Two practical difficulties also plague any directive to prioritize autonomy. First, respecting autonomy requires firm knowledge of a striker’s intent, which caregivers and prison authorities are unlikely to have. Given the lack of continuity of care, along with cultural differences, language barriers, and instructions that detainees may have received from their leaders, it would be extraordinarily difficult for anyone to determine whether a detainee was acting autonomously or under duress. Under these circumstances, the case for autonomous decision making weakens sufficiently to allow physicians to weigh a patient’s best interest over his or her decision to refuse food. Second, clinicians face a crisis of confidentiality if hunger strikers agree to accept food and fluids once their condition deteriorates but demand that caregivers keep these instructions secret. In these instances, confidentiality maximizes a striker’s political leverage, draws doctors into the fight, and leaves medical workers to stand by helplessly if public officials make suboptimal decisions on the basis of erroneous information.

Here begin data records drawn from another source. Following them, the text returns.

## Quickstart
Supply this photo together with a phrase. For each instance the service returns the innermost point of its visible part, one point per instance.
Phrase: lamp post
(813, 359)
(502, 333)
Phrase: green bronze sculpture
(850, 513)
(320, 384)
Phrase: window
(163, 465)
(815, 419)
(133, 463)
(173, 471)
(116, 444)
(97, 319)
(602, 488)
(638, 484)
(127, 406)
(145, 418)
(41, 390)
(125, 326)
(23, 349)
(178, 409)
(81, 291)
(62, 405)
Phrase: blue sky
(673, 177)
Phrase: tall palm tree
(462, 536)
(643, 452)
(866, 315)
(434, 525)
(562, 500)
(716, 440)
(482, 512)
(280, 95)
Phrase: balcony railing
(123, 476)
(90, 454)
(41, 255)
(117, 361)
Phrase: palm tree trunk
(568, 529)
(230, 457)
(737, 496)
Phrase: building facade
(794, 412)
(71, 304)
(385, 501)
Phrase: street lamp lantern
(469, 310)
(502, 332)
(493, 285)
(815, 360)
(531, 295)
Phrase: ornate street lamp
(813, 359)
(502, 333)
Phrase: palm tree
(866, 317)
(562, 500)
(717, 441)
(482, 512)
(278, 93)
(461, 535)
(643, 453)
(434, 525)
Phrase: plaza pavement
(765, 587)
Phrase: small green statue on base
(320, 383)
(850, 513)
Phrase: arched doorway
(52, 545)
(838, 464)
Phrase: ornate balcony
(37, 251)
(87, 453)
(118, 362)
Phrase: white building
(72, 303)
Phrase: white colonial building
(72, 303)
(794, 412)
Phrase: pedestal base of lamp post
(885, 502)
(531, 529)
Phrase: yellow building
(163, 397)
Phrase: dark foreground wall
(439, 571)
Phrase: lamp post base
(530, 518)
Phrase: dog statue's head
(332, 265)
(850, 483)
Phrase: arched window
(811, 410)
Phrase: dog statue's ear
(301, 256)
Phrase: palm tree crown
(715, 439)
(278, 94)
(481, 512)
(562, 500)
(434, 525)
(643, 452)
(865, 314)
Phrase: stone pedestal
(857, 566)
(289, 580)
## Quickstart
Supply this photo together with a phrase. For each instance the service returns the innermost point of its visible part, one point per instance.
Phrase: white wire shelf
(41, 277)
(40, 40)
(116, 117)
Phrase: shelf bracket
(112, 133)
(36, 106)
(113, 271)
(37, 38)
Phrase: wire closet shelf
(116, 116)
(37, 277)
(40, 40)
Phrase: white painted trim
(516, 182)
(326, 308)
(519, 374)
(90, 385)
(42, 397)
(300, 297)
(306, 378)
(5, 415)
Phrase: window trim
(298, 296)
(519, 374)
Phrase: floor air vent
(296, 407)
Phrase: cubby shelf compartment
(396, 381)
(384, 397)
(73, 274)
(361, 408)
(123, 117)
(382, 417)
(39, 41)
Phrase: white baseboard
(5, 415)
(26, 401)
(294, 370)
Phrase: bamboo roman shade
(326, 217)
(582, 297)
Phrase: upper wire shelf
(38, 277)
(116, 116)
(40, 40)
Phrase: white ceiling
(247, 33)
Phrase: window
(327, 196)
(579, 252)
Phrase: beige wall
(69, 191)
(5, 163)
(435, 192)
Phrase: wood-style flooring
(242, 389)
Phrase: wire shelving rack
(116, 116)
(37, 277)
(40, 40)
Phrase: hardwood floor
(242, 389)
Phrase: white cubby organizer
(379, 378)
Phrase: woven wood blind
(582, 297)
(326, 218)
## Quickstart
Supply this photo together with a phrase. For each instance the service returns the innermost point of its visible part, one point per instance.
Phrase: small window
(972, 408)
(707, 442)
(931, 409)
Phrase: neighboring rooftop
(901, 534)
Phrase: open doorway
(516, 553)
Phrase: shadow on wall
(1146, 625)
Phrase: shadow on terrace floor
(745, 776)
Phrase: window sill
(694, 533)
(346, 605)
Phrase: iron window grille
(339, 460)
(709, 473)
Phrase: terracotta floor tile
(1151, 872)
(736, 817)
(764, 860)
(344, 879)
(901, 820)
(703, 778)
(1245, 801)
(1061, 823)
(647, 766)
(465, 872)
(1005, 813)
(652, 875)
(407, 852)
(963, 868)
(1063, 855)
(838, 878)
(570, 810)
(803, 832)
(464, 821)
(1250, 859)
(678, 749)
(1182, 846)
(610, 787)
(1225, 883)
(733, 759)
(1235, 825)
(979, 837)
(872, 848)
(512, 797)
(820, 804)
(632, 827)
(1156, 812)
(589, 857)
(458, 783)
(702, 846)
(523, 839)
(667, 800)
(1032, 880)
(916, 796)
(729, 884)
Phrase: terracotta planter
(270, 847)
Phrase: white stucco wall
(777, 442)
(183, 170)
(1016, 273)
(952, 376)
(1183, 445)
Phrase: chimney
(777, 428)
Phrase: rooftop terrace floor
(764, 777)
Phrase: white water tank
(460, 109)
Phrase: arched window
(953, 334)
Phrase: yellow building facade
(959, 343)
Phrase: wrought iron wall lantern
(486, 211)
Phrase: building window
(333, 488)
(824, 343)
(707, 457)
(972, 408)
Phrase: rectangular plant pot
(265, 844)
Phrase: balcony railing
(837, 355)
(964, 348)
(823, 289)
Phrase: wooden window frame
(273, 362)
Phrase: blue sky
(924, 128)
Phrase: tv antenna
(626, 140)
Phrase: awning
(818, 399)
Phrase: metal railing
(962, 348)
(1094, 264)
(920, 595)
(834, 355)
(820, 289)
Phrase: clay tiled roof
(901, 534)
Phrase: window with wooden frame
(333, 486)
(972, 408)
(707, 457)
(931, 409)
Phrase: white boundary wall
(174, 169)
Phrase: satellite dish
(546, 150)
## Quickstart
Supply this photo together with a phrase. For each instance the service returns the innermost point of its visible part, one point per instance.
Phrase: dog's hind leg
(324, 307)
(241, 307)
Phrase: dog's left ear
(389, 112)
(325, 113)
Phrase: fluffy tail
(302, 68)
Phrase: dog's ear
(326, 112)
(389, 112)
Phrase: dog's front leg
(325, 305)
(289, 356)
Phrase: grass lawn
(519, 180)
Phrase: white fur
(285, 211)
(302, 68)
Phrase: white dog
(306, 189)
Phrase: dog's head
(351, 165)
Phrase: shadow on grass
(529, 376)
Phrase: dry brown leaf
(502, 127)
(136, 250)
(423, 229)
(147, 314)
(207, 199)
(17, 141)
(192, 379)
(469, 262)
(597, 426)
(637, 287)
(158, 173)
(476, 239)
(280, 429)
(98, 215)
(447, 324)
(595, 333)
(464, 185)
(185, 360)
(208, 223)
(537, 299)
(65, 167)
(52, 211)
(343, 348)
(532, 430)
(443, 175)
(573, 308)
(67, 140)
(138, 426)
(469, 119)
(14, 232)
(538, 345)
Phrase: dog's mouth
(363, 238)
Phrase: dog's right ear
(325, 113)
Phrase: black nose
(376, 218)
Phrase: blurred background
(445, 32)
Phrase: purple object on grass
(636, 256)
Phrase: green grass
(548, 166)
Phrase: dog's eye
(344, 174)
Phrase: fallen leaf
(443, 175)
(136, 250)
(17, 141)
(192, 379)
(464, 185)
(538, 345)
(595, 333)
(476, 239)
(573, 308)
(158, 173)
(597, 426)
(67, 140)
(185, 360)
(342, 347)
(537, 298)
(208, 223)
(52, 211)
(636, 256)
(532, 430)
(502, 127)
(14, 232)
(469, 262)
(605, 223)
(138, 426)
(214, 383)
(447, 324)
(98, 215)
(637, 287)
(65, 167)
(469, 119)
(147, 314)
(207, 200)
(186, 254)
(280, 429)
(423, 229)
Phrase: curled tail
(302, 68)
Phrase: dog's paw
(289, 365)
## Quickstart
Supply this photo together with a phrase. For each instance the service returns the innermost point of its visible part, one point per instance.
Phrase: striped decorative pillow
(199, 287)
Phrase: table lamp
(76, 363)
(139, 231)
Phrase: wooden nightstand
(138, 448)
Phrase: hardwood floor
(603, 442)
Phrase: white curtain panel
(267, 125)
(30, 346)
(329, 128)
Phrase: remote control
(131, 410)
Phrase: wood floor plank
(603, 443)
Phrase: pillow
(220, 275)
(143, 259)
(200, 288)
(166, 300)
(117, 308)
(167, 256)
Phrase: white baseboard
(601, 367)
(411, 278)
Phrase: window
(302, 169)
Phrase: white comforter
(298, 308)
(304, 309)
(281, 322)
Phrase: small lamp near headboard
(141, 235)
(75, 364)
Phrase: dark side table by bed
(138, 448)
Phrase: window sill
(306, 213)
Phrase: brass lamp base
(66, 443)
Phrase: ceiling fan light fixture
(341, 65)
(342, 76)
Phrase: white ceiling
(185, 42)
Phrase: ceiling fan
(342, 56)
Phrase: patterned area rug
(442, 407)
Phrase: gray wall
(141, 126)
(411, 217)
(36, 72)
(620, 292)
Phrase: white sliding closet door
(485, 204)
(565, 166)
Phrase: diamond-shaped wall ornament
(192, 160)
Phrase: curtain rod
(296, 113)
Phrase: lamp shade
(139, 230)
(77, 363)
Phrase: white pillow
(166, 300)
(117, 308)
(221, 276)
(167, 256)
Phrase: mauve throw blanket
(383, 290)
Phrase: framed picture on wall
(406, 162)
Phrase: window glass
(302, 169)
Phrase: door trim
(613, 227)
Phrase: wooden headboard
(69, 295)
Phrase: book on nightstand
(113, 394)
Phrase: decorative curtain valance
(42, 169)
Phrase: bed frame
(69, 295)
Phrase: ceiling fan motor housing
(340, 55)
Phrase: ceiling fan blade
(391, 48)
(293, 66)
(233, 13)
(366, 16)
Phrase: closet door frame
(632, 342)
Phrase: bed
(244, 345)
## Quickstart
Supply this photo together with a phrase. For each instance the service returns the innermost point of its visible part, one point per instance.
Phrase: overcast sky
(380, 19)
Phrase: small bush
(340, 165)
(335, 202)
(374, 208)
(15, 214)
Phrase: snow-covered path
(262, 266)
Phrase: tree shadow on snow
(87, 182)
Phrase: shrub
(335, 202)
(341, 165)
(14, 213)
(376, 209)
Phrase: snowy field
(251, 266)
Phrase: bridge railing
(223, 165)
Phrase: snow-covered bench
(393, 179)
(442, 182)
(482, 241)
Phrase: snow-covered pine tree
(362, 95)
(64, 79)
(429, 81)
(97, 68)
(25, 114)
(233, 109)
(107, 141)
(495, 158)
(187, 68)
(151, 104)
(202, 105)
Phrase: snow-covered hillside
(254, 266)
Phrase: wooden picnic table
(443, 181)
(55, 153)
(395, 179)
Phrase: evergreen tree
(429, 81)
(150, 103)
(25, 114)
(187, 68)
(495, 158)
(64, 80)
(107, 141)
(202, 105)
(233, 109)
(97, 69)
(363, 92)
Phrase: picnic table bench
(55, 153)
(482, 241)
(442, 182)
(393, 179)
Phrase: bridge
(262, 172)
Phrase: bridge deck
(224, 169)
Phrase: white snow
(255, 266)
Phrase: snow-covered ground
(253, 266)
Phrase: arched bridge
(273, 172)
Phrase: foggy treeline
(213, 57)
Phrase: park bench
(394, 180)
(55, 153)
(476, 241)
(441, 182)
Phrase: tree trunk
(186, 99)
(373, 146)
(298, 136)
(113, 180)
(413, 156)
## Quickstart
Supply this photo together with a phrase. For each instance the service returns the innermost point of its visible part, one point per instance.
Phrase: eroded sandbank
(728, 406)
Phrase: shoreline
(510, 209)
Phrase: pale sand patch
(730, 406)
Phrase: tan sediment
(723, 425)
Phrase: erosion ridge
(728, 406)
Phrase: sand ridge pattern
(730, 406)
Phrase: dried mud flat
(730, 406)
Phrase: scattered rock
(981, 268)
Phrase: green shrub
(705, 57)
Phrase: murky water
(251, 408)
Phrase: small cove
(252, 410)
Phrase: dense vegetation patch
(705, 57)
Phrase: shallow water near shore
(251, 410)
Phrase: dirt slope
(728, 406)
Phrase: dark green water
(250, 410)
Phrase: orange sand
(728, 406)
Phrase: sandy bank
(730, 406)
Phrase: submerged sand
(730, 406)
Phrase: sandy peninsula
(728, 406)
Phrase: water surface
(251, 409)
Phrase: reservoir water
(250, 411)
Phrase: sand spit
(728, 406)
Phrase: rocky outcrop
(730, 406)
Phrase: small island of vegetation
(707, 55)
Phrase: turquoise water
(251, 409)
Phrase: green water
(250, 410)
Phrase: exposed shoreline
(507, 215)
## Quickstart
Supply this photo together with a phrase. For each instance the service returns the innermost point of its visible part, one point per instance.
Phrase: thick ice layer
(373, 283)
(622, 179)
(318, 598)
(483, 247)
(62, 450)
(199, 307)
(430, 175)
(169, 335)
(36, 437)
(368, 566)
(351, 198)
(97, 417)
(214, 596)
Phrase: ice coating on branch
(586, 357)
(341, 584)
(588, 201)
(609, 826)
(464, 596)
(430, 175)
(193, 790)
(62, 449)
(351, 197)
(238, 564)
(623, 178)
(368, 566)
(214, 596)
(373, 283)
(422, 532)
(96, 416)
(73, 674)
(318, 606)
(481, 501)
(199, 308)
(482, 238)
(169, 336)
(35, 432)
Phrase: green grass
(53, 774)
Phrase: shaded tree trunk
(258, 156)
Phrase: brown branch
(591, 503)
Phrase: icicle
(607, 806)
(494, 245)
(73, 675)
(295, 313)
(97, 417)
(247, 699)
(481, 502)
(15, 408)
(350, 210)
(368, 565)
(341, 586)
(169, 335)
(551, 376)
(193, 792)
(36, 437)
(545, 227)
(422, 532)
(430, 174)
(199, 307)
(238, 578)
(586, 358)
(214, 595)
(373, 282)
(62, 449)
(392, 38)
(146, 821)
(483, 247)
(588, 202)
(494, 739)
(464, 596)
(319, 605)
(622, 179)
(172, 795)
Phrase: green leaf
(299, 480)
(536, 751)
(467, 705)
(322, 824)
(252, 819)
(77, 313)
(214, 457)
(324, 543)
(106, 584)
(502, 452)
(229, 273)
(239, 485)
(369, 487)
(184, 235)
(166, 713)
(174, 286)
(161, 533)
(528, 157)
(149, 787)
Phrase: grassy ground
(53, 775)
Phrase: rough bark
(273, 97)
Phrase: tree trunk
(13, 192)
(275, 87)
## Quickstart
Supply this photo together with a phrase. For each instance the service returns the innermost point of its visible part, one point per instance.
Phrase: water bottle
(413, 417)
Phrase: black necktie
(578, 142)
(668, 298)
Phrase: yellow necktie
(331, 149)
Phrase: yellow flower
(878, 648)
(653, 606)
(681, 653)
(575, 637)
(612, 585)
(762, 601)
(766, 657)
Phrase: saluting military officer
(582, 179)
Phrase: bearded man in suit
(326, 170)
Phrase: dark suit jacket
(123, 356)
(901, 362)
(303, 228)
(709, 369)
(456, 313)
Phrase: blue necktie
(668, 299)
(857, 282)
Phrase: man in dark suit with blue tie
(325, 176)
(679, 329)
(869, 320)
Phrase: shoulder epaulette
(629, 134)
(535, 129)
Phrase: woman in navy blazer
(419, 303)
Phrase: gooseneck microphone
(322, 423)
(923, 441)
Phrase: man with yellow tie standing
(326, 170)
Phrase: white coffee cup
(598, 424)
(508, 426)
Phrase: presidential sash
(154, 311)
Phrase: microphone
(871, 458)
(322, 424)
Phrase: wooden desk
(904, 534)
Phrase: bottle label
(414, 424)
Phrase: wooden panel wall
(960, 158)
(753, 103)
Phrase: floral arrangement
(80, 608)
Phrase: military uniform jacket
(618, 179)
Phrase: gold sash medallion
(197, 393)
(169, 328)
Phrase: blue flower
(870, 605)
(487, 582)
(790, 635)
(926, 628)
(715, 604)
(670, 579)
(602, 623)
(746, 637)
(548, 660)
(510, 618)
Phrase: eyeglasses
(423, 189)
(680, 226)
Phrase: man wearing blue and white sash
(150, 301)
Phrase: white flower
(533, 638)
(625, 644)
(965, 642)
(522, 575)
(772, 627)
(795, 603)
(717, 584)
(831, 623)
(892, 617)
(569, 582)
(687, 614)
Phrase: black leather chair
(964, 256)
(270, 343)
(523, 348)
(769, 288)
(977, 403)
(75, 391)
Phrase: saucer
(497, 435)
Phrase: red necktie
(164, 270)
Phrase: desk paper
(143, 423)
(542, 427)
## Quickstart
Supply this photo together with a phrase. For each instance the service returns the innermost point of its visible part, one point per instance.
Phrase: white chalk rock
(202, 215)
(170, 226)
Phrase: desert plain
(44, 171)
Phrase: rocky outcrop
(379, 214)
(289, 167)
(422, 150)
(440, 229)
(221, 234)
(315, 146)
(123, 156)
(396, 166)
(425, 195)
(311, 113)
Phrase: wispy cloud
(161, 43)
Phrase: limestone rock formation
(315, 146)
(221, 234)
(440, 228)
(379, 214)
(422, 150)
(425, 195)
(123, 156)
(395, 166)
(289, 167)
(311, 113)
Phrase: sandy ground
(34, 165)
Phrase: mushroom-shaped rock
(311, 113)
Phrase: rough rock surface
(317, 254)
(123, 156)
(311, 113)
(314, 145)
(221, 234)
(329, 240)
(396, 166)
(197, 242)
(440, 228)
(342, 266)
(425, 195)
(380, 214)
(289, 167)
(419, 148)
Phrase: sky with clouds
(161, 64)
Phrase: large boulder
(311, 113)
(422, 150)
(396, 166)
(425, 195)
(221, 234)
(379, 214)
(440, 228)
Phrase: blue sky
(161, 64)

The moral and practical difficulties of dogmatically upholding respect for autonomy suggest that the WMA would not allow physicians to stand by and watch hunger strikers die. It is unimaginable that any decent society today would leave 10 Irish Republican Army hunger strikers to die of starvation as the British did in Northern Ireland in 1981. Accounts of their slow and anguished deaths are harrowing, and no rights-respecting government or medical association should ever permit a repetition of that event. Instead, we should think about how to feed hunger strikers humanely. Once respect for autonomy falls to best interests or public interests, it makes no difference whether the authorities turn to humane force-feeding or to artificial feeding. But artificial feeding is not ideal: though less aggressive than force-feeding, it is also less salubrious — surely it is healthier to prevent starvation than to treat it. Politically, hunger strikes only galvanize prisoners and enflame their supporters. Letting strikes drag out until detainees are at death’s door is not a solution.

Hunger strikes by security detainees pose an excruciating dilemma. Physicians who decry disrespect of autonomy are left to watch treatable patients die. Physicians who extol the sanctity of life are committed to feeding healthy inmates by force. Public officials can neither accede to inmates’ demands nor allow them to die when negotiations stall but instead require humane methods to keep inmates alive. In this environment, the medical community faces two challenges. First, health care professionals will be called on to develop and administer humane methods for feeding striking detainees while providing general medical care under trying prison conditions. Second, health care professionals must also continue to scrutinize the behavior of public officials, cognizant of the medical interests of their patients and the collective interests of their community. Force-feeding should be rare, the product of serious but ultimately unsuccessful negotiations with strikers.

These are not easy straits to navigate. Armed conflict and other public emergencies pit personal, professional, and public interests against one another. Medical professionals, like other citizens in a thriving democracy, must simultaneously sustain the efforts of war and contain them.